The “Buy UK” equity trade that many viewed as a no-brainer at the start of 2021 looks as if it has backfired, with British equities suffering record outflows this year despite being at their cheapest in more than three decades.

The MSCI UK Index’s valuation discount to world stocks, which emerged after the Brexit referendum in 2016, has further widened throughout 2021 and is now at its broadest since 1990, at 35 per cent on a price-to-earnings metric.

While a partial bounceback from COVID-19 has helped the index rise a solid 13.6 per cent year-to-date, putting it on track for its best year since 2016, it has still lagged both U.S. and euro zone indices in local currency terms.

It wasn’t supposed to go this way. A year ago, investors expected British stocks to race ahead of their peers in 2021, thanks to their cheap price tag and Britain’s head start in vaccinating its population.

But concerns about interest-rate hikes, a supply chain crisis in the Brexit-hit economy, and potential political instability next year have been blamed for the relatively poor showing of its equity market.

“The U.K. got off to a good start, but it didn’t last. Some U.K. stocks were a classic play on the recovery with an exposure to inflation too, but that narrative has fallen away,” said Stephen Payne, a fund manager at Janus Henderson Investors.

In 2021, British equity funds saw record outflows of £14-billion ($23.8-billion), according to Refinitiv Lipper, outstripping even the £12-billion shed in 2016, when Britain voted to leave the European Union.

More capital has left U.K. equity funds this year than all other countries in Europe combined, which saw outflows of around £9-billion.

BofA Global Research’s monthly fund manager survey showed that U.K. equities are the biggest underweight going into 2022 across markets, while euro zone stocks are the top overweight.


As the new year looms, persistently cheap prices aren’t doing much to persuade investors to part with their money this time around either. BlackRock, the world’s biggest asset manager, is neutral and prefers European equities. “The problem with U.K. equities is that the situation of high inflation and supply difficulties is exacerbated by Brexit,” said Anthilia fund manager Giuseppe Sersale.

“This will hamper margins going forward, and will induce the BoE into a tighter monetary policy compared to the ECB and maybe even the Fed.”

Investors expect nearly 90 basis points (bps) of rate hikes from the Bank of England until end-2022, compared with 72 bps from the U.S. Federal Reserve and less than 10 bps from the European Central Bank.

Mr.
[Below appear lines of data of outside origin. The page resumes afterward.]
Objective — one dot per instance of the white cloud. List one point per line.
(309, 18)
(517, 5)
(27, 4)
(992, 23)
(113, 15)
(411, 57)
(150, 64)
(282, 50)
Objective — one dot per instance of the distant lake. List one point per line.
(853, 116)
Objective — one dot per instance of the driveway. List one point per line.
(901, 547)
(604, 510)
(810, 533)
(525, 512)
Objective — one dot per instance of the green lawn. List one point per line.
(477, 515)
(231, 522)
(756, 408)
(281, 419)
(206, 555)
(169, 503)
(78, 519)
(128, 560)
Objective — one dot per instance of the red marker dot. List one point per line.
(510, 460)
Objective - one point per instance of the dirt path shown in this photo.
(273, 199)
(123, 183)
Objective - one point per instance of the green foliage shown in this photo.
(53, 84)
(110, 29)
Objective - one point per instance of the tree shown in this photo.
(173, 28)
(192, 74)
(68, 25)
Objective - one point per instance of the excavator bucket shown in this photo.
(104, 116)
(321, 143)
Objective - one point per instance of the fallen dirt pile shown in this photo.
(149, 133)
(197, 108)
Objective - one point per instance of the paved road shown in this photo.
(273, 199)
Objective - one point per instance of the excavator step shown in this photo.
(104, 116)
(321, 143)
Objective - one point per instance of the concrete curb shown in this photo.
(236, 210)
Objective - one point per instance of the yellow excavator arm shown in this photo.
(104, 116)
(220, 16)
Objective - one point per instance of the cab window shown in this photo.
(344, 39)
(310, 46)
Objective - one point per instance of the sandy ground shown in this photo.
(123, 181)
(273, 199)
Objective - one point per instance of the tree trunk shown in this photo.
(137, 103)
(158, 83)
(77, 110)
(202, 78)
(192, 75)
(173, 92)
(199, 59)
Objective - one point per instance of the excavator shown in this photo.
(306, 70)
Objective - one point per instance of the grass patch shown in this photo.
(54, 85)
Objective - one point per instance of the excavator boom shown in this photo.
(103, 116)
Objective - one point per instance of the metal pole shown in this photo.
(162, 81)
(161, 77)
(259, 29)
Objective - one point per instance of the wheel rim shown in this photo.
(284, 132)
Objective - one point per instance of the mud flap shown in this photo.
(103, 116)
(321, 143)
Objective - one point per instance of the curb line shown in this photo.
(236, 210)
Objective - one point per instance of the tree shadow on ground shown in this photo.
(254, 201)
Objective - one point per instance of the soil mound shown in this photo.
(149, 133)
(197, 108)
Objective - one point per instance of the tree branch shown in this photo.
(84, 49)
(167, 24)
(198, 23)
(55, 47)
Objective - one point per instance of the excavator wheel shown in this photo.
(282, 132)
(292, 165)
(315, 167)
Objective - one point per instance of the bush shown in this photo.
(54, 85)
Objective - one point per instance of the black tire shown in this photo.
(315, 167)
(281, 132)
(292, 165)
Sersale cut his U.K. allocations to neutral in October when markets ramped up BoE rate-hike bets.

HSBC Private Banking and Wealth Management also cut U.K. stocks to neutral this month, even though valuations are “very attractive.”
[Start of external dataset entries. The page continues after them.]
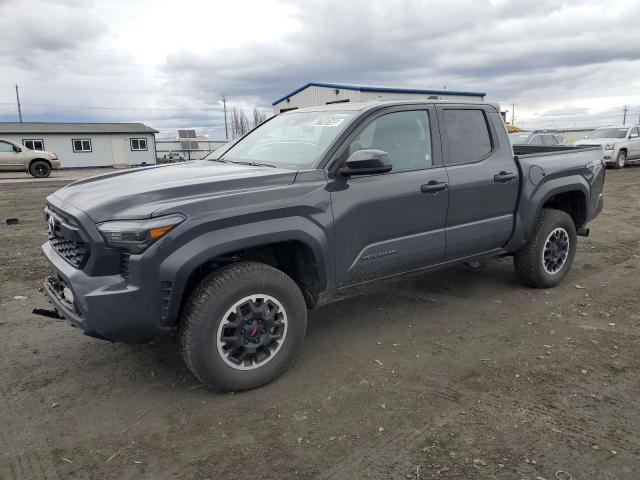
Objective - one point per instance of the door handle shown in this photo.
(433, 187)
(504, 177)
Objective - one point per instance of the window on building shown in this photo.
(405, 136)
(81, 144)
(138, 144)
(33, 144)
(468, 135)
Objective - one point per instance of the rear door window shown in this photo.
(468, 135)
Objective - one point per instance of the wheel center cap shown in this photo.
(253, 332)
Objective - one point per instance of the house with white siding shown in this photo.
(87, 144)
(318, 93)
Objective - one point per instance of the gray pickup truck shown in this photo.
(230, 251)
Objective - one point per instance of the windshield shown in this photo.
(293, 140)
(518, 138)
(608, 133)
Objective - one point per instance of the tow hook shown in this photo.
(47, 313)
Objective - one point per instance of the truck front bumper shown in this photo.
(105, 307)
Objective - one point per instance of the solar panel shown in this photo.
(186, 134)
(188, 145)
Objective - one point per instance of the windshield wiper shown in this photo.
(253, 164)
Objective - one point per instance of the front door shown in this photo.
(10, 160)
(391, 223)
(483, 180)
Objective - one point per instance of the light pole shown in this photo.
(18, 100)
(224, 104)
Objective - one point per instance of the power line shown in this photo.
(101, 107)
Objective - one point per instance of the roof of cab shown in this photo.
(361, 106)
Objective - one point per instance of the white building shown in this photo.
(317, 93)
(87, 144)
(187, 146)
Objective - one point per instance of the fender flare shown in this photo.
(529, 211)
(181, 263)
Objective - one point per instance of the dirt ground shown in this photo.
(458, 374)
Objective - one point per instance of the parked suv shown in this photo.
(18, 158)
(230, 251)
(621, 144)
(538, 137)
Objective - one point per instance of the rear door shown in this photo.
(483, 180)
(634, 143)
(10, 159)
(391, 223)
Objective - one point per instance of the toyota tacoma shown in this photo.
(229, 252)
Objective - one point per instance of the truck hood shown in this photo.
(598, 141)
(137, 193)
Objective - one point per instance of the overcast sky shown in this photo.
(166, 63)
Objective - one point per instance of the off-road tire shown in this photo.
(206, 307)
(529, 262)
(40, 169)
(621, 160)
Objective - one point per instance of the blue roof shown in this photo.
(368, 88)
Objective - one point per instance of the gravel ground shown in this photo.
(458, 374)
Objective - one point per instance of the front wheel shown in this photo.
(547, 258)
(242, 326)
(621, 159)
(40, 169)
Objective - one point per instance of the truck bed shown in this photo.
(543, 150)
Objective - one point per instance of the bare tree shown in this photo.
(258, 117)
(239, 122)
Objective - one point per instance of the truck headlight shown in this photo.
(136, 236)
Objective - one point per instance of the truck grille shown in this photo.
(64, 237)
(74, 252)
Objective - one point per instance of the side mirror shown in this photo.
(366, 162)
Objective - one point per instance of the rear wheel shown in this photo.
(40, 169)
(621, 159)
(547, 258)
(242, 326)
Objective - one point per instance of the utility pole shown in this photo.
(19, 108)
(226, 130)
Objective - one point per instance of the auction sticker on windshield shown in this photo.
(327, 122)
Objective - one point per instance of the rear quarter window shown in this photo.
(467, 134)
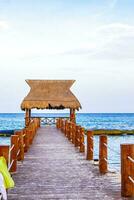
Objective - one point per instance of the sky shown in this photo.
(90, 41)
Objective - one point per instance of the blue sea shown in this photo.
(123, 121)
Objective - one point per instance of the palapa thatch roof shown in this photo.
(50, 94)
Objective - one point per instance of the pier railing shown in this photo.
(49, 120)
(20, 143)
(75, 134)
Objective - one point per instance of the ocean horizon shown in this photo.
(122, 121)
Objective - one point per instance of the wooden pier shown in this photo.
(54, 169)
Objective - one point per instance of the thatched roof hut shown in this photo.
(50, 94)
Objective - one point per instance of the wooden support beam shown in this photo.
(103, 154)
(89, 145)
(127, 170)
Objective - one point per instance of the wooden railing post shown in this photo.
(73, 132)
(66, 127)
(90, 145)
(127, 170)
(82, 146)
(103, 154)
(21, 145)
(13, 153)
(26, 140)
(4, 151)
(57, 123)
(76, 136)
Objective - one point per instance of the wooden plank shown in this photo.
(53, 169)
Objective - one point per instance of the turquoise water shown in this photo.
(122, 121)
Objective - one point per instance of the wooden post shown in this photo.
(13, 154)
(103, 154)
(89, 145)
(4, 151)
(127, 170)
(66, 124)
(82, 146)
(57, 123)
(77, 136)
(69, 131)
(26, 140)
(21, 145)
(72, 115)
(73, 132)
(27, 119)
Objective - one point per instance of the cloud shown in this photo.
(111, 41)
(112, 3)
(3, 25)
“The market is worried that the combination of rate hikes by the BoE, increased national insurance contributions and rising taxes on dividends could slow the recovery,” said Willem Sels, HSBC’s global chief investment officer for private banking and wealth.

Sector composition has also penalized U.K. equities, with nearly half of London-listed blue chips operating in the mining, energy and financial spaces – all of which tend to be cyclical – and few in faster-growing tech.

“The U.K. stock market is made up of a lot of energy and mining companies, which we are not currently invested in,” said Jeremy Leung, portfolio manager at UBS Asset Management.

He says he sees more opportunities in smaller information-technology companies.

While U.K. PLCs’ cheapness drew an unprecedented wave of takeover interest, chiefly from cash-rich private-equity funds, that has failed to translate into sizable stock market returns.

London’s efforts to attract fast-growing technology companies have also stumbled, with some high-profile initial public offerings trading well below their listing prices.

Despite the broad gloom, some remain optimistic.

Jefferies said cheap valuations and “an improving dividend stream” make them bullish, while Jupiter fund manager Richard Watts is upbeat about U.K. mid-cap stocks, which he expects to benefit from high disposable income and job-market strength.